Восемь розовых динозавров - Осадчий Олег Мартинович (прочитать книгу TXT) 📗
— Большой-большой…
— Врешь?
— Правда… Очень большой. Больше коровы.
Петька туда-сюда тревожно взглянул и спросил:
— Ты его видел?
— Не… Тятька видел. Говорит, большущий!..
— Ты боишься?
— Не… Он людей не трогает. Он от них прячется.
— Боится?
— Обиделся… Мне мамка рассказывала, этот лось тутошний, еще давным-давно хотел в деревню пойти жить, к людям. Ему ведь холодно зимой-то. Хотел на конюшню проситься. Пришел в деревню, а на него собаки напустились. — Колька вздохнул. — Он подумал: это люди на него собак натравили… Обиделся. До сих пор боится, думает, собак натравят…

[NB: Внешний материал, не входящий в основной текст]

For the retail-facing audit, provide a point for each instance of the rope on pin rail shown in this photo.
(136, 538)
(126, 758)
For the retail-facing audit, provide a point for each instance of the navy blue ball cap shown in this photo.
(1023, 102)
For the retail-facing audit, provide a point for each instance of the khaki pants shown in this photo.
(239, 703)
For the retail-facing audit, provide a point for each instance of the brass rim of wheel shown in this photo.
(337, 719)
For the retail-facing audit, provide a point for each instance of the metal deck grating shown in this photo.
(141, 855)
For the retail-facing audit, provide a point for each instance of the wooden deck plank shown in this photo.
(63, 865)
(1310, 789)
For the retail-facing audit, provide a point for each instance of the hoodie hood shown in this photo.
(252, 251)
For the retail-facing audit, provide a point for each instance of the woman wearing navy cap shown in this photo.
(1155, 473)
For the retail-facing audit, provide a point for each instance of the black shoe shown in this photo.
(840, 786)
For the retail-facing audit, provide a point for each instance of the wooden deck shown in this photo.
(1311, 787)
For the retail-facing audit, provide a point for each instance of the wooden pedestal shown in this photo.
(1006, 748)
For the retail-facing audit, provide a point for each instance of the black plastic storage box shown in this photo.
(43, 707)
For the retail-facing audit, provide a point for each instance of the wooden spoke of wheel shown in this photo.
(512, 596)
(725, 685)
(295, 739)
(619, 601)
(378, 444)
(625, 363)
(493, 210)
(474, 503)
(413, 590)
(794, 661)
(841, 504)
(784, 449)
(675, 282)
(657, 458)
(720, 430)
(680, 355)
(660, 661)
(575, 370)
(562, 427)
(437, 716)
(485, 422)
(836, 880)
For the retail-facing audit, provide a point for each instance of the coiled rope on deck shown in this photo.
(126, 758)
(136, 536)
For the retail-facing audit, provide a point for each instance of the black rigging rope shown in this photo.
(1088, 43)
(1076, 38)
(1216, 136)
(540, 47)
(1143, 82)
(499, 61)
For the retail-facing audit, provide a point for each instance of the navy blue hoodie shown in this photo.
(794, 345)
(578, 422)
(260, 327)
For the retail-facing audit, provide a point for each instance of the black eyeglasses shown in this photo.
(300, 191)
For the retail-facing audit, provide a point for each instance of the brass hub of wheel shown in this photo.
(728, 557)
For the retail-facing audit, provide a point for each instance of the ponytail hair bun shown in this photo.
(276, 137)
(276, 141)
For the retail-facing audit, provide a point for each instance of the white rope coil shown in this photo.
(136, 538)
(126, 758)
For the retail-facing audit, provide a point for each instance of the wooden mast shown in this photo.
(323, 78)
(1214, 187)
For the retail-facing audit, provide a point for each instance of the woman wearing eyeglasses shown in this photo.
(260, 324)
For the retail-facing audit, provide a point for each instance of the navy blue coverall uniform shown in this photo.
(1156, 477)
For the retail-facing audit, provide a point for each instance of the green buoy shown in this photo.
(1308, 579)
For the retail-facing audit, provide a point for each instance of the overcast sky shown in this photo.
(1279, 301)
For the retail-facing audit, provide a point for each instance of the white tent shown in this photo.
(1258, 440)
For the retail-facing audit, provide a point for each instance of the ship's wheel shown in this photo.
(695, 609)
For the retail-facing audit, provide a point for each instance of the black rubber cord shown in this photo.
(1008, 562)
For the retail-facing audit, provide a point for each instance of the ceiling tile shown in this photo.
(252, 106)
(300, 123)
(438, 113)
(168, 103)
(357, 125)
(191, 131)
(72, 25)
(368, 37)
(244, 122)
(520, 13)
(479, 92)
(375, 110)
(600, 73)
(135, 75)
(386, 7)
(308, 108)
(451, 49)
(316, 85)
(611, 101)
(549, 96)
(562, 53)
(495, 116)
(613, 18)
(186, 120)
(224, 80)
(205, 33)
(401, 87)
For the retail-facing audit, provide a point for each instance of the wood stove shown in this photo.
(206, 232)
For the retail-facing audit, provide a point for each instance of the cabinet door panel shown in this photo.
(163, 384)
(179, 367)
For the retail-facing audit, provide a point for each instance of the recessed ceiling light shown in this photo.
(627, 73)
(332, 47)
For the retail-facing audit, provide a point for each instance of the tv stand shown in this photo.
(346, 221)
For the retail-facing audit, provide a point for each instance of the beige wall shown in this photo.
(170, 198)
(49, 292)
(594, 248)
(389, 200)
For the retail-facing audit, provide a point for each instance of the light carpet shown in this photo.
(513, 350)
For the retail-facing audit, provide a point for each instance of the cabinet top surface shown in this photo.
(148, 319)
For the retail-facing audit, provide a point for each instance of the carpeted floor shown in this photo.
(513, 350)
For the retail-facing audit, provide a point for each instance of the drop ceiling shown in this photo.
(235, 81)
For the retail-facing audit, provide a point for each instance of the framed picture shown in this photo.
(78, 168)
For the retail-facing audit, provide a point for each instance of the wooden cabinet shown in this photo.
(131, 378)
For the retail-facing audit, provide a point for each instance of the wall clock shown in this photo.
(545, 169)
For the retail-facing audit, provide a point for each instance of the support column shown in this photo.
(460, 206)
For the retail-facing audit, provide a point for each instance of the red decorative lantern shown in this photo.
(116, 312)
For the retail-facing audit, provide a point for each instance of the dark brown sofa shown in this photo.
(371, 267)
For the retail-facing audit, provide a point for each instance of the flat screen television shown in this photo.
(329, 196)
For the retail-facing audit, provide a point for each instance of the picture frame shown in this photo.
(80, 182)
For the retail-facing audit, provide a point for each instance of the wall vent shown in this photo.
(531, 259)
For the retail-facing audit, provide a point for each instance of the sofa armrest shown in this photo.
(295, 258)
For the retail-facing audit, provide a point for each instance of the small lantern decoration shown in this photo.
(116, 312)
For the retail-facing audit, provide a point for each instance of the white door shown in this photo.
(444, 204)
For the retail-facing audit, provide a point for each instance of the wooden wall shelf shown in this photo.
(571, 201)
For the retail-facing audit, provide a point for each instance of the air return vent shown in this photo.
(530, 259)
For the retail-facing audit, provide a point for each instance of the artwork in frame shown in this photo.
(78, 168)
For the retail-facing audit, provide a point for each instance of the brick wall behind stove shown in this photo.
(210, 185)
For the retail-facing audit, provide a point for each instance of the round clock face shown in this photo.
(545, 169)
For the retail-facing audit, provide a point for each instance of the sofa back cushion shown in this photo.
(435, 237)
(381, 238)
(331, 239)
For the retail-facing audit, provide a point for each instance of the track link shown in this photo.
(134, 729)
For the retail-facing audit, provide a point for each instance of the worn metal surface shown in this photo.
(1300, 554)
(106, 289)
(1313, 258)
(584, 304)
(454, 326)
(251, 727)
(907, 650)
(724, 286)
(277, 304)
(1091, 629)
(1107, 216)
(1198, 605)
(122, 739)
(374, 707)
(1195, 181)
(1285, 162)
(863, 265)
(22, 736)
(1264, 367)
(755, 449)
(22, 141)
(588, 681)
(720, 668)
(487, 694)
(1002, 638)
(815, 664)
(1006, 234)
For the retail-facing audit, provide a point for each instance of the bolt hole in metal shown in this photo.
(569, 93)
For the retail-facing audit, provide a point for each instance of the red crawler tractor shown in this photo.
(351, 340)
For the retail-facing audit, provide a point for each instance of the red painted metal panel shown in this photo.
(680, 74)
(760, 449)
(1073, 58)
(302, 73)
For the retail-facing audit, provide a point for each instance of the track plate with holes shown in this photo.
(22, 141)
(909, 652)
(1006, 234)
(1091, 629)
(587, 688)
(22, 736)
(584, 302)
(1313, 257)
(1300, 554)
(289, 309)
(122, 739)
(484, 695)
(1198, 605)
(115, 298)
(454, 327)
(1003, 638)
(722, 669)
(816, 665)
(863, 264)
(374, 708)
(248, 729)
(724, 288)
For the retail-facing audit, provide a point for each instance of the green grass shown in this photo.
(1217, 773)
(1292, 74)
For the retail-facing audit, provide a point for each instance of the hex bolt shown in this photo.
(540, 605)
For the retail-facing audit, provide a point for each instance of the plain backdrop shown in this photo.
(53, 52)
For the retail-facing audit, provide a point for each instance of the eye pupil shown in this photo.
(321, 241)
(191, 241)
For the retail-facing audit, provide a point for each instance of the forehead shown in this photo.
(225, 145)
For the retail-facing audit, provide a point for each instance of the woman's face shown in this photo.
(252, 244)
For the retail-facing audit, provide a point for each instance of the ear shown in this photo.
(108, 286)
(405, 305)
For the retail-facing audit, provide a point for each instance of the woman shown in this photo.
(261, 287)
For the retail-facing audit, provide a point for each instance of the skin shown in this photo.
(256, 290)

И представилась тогда Петьке вьюжная зима. И лось. Был он странный какой-то… Больше коровы, рога — будто смородиновые кусты, синий… Будто бродит он ночью по лесу один, озябший и голодный. И жалко было этого бесприютного лося, который пошел проситься жить к людям, а его не пустили собаки. И тогда появилась у Петьки мечта — увидеть лося.
…Грустно чернеют окна избы, где когда-то жил Колька. Петька глубоко вздохнул — плохо без друга.
И снова под ногами дорожная пыль…
Марья Петровна, учительница, похожа на Петькину маму. Она тоже молодая, красивая. Только волосы у нее не русые, а такие огненно-золотистые, каких он ни у кого, кроме как у нее, никогда не видел.
На третьей перемене она раздала каждому по большому альбому. Всем достались с розовой обложкой, а Петьке — с зеленой. И все в классе с завистью посмотрели на Петькин альбом. Но он ни с кем не стал меняться, хотя ему и предлагали в придачу резинку.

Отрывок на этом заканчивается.